Let me make it clear that the issue of the Armenian massacres of 90 years ago is not a taboo subject. I was a British delegate at the NATO Parliamentary Assembly in Copenhagen. This very morning, I heard the Turkish Prime Minister, Mr. Erdogan, discuss the problem in a calm, sensible and matter-of-fact way.

Last month, a group of scholars in Istanbul held a conference to discuss the Armenian issue. They, too, had to run the gauntlet of court orders trying to ban the event, and were accused in the Turkish equivalent of our tabloid press of being traitors to Turkey. However, the conference had the support of Turkey's Foreign Minister, Abdullah Gul.

This morning, when he took questions after his excellent speech, I asked Mr. Erdogan about the Orhan Pamuk case. I asked him to make it clear that the Government of Turkey did not support the prosecution against Orhan Pamuk. Mr.
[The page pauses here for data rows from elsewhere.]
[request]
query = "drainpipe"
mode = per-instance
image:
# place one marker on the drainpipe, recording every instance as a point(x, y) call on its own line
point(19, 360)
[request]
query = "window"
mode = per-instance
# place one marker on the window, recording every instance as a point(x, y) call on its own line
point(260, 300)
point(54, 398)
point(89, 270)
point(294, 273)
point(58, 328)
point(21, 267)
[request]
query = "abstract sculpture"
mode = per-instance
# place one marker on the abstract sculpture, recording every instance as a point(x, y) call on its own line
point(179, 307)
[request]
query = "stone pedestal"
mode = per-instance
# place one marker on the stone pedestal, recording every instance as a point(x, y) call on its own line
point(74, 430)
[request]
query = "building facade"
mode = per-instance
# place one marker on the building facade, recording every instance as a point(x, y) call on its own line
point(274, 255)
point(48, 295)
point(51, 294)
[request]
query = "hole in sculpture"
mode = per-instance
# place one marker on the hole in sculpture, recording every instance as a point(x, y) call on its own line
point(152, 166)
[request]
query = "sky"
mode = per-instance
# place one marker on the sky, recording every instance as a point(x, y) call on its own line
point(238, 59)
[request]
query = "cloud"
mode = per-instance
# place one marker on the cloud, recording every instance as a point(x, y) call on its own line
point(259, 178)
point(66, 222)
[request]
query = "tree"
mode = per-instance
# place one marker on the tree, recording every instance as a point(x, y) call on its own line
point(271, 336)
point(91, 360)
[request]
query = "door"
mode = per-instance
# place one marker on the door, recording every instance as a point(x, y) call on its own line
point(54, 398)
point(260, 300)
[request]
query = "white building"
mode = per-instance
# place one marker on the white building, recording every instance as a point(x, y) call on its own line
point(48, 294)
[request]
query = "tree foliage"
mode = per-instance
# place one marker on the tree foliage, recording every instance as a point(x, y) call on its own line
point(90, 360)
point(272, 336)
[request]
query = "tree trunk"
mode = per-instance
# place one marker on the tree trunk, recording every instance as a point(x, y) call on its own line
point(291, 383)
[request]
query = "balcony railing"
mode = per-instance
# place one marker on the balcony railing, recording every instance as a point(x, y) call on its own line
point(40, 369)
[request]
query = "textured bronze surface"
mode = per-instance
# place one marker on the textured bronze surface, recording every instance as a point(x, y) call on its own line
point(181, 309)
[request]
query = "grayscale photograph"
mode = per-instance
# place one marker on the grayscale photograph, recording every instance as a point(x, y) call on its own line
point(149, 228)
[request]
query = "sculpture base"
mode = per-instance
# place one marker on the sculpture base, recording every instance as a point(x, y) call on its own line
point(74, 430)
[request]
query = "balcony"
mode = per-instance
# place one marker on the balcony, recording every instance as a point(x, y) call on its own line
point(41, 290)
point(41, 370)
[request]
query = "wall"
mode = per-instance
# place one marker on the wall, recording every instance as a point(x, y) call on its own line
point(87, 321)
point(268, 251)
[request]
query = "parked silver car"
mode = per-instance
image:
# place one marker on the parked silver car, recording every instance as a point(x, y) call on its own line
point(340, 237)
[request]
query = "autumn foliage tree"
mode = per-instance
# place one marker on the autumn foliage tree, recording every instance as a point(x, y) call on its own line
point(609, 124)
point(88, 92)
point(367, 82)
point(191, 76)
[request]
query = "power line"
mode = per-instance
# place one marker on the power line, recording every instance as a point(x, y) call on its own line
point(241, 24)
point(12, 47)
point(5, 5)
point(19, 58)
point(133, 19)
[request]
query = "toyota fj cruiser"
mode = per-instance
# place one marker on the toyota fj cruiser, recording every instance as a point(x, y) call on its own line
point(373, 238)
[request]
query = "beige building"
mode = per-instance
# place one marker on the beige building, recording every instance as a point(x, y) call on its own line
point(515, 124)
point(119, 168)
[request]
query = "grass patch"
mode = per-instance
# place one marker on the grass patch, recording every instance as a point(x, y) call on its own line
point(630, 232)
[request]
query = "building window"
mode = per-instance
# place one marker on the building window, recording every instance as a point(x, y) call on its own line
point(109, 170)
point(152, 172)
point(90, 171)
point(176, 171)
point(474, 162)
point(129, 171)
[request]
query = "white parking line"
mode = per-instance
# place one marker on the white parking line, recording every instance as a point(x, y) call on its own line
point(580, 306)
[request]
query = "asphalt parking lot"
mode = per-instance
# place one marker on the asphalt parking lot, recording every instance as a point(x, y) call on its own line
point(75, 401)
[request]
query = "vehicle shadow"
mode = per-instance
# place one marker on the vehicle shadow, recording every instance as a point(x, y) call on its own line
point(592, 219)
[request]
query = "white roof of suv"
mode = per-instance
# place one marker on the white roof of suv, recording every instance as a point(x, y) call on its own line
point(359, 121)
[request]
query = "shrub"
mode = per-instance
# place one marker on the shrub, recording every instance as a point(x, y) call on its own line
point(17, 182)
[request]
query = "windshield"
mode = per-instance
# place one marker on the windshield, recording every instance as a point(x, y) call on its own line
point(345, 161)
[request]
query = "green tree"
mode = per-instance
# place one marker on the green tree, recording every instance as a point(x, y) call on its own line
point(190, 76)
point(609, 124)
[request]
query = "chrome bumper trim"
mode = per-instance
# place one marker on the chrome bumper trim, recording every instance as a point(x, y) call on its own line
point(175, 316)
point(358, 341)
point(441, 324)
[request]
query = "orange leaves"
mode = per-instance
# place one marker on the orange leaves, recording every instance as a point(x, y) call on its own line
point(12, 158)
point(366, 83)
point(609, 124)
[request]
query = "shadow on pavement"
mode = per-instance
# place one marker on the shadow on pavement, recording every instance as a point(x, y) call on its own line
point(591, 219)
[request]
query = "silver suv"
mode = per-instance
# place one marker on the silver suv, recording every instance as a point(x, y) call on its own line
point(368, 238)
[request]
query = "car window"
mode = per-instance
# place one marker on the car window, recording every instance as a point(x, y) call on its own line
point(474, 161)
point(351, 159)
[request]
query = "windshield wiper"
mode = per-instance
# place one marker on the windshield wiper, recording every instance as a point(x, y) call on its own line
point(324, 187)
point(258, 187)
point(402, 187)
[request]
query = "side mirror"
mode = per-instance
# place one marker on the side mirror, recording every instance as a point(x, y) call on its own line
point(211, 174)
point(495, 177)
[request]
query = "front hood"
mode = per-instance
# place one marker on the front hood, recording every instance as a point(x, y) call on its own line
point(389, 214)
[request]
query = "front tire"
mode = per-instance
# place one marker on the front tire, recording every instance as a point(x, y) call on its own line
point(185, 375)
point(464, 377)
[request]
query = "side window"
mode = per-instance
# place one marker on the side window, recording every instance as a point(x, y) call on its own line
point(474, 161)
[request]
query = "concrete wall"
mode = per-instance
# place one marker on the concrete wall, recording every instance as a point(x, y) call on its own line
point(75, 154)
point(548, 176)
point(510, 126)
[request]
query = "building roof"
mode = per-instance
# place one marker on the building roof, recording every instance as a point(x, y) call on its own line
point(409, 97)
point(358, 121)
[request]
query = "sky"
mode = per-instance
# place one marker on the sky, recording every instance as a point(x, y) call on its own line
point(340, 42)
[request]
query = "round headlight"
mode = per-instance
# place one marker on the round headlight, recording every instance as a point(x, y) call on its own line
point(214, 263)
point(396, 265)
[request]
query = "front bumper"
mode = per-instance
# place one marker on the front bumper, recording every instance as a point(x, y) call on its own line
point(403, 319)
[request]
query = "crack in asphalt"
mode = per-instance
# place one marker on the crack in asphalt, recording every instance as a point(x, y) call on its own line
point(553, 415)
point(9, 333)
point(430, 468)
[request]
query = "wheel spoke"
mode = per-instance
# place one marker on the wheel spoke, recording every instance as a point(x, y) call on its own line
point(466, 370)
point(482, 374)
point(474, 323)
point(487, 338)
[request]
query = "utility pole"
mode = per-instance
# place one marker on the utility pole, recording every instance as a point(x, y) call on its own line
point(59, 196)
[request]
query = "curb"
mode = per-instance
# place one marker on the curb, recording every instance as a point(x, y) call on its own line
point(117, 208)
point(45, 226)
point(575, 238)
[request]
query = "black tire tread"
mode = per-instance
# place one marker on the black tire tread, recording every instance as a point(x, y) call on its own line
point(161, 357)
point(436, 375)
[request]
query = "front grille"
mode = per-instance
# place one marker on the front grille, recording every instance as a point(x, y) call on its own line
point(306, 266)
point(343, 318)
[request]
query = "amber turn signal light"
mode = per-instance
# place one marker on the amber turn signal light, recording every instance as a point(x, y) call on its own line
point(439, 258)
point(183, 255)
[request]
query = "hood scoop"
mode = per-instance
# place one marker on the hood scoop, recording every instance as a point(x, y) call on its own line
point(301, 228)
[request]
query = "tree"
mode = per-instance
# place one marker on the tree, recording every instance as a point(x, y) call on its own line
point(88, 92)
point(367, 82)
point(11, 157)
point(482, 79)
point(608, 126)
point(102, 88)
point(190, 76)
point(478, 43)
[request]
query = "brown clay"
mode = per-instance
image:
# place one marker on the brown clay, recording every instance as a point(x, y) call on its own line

Erdogan talked about the separation of powers between the judiciary and the Executive but, much as I am an admirer of Montesquieu, I know of no Government in the world who cannot find a way of not shooting themselves in the foot. The very great damage that the Orhan Pamuk trial would do to Turkey, if it is allowed to go ahead, should give even the most nationalist Turkish MP, prosecutor or judge pause for thought.